Considered one of literature's great love stories, Dumas' Camille has been retold numerous times on stage and screen, perhaps most family in George Cukor's 1937 film starring Greta Garbo. Dumas (fils) - the illegitimate son of the French author of the same name who wrote The Three Musketeers and The Count of Monte Cristo - wrote the novel The Lady of the Camellias in 1848 and four years later himself wrote the play Camille which inspired Verdi's opera La Traviata in 1853. Bartlett's new adaptation goes back to the original novel to reveal a portrait of a woman who can afford anything - except to fall in love.
Set against a backdrop of the glittering salons and boudoirs of 19th-century Paris, the story traces the last six months in the life of Marguerite Gautier (Camille), the best-dressed, most expensive and successful prostitute in town. When handsome young client Armand Duval first catches sight of her across a crowded theatre, he's plunged into an erotic obsession, which Marguerite reciprocates in a scandalously passionate affair. But the strength of their feeling tears both their lives apart.
Nardini, who makes a rare stage appearance to star as Marguerite Gautier, is best known for her role as Anna in the cult BBC TV series This Life. Her other screen credits include Rough Treatment, Undercover Heart, Big Women, Reckless, Flying Blind and Tube Tales. On stage, she has previously worked with McVicar on the 1994 production of Liz Lochead's Mary Queen of Scots Got Her Head Chopped Off at the Royal Lyceum in Edinburgh.

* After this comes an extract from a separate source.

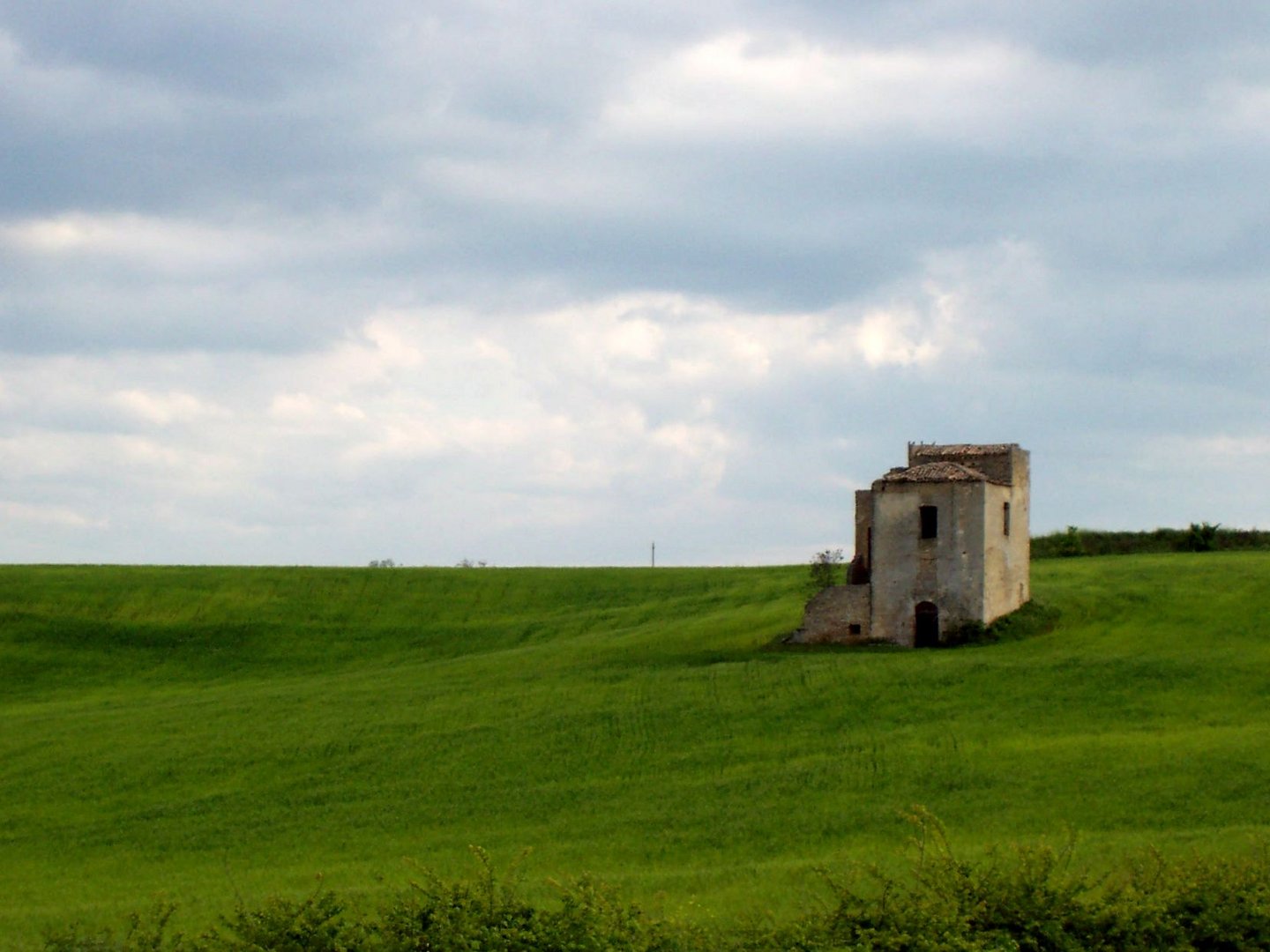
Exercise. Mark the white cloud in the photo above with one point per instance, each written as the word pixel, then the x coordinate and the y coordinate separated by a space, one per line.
pixel 752 86
pixel 52 516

McVicar has since built his international renown for controversial productions at major opera houses around the world, most recently, Rigoletto at ROH Covent Garden, Carmen at Glyndebourne and Tosca for English National Opera at the Coliseum. Camille is designed by Nicky Gillibrand with lighting by Paule Constable.
Following London, Camille will visit Theatre Royal Bath (15 - 19 April), Theatre Royal Newcastle (22 - 26 April), Theatre Royal Glasgow (29 April - 3 May), Malvern Theatres (6 - 10 May), Blackpool Grand Theatre (13 - 17 May) and Oxford Playhouse (20 - 24 May).